Professional Jeweller, a British trade publication, reports that “fringing,” the practice of adding chain and other materials to clothing in the style of the 1920s flapper dress has “filtered” through the fashion houses to be “embraced” by jewelry designers.
Although the term “fringing” is new to me, there is no doubt that over the last couple of years jewelry designers here and abroad are adding fringes to work. Although fringes have been a part of a designer’s arsenal for centuries what we are seeing in this newest iteration is an explosion of different sizes of chain (often) incorporated with other materials to create a kind of mixed media, asymmetrical jewelry.
Much of the commercially produced fringed jewelry is oriented toward younger women. The writer for Professional Jeweller called this audience “urban princesses” and suggested that the new trend is resulting in jewelry with an “edge” or what another writer called “jewelry with an attitude.”
Evaluating design is a subjective response to an object informed by study. That is, a viewer brings his or her prejudices to the evaluation of jewelry (or any other work). If the viewer has studied a body of work, again whether jewelry or another type of endeavor, the greater the likelihood that the viewer can understand and explain his or her subjective design preferences. This of course is a fancy way of saying all of us like certain things better than other things.
Fringes, whether chain or gemstone, aren’t “good” or “bad.” They’re a design element and what counts is how they’re used.
I looked at the websites of the jewelry designers mentioned in the Professional Jeweller article. And while all of them are using fringes, it seemed to me that the work of Zelia Horsley illustrates the best and worst use of fringes.
In the picture to the left, I organized a collage of what I consider to the best uses of fringes in Horsley’s work.
The designs are all asymmetrical, but the elements don’t compete with one another. This is especially true of the bottom right picture where the fringe that drapes down from the collar could easily compete with the more dominant element.
I’m not sure if the transition material in the upper right picture is metal or leather, but it helps pull the eye to the multiple strands and echoes the black material used in one of the longer strands to provide a unifying element.
The fringes in the first picture appear to flow from the darker element and are in a perfect balance.
In the lower left photo, the darker elements add a point of interest as do the overlapping chains.
Above all, the pieces are wearable and flattering.
To the left are the pieces I consider less successful. The fringes appear to be grafted on to (as opposed to integrated with) the larger chains and because they are so dominant they compete with them. As a result there is no design coherence. (I do, however, like the addition of red stones to the fringe on the bottom left image.)

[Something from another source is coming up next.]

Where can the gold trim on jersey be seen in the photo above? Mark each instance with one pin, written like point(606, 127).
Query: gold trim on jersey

The major problem with the piece at the bottom right is proportion and wear-ability. The large element, which in itself is well proportioned, looks odd attached to the much smaller, but long chain.
And, I don’t find the asymmetrical band and chain compelling.
Finally, I don’t think these pieces, especially the one at the bottom right especially wearable or flattering.
“Good design” as I’ve mentioned is in the eye of the beholder. Whether we use fringes in our work or other design elements, our job is not to confuse — or at worst — offend that eye.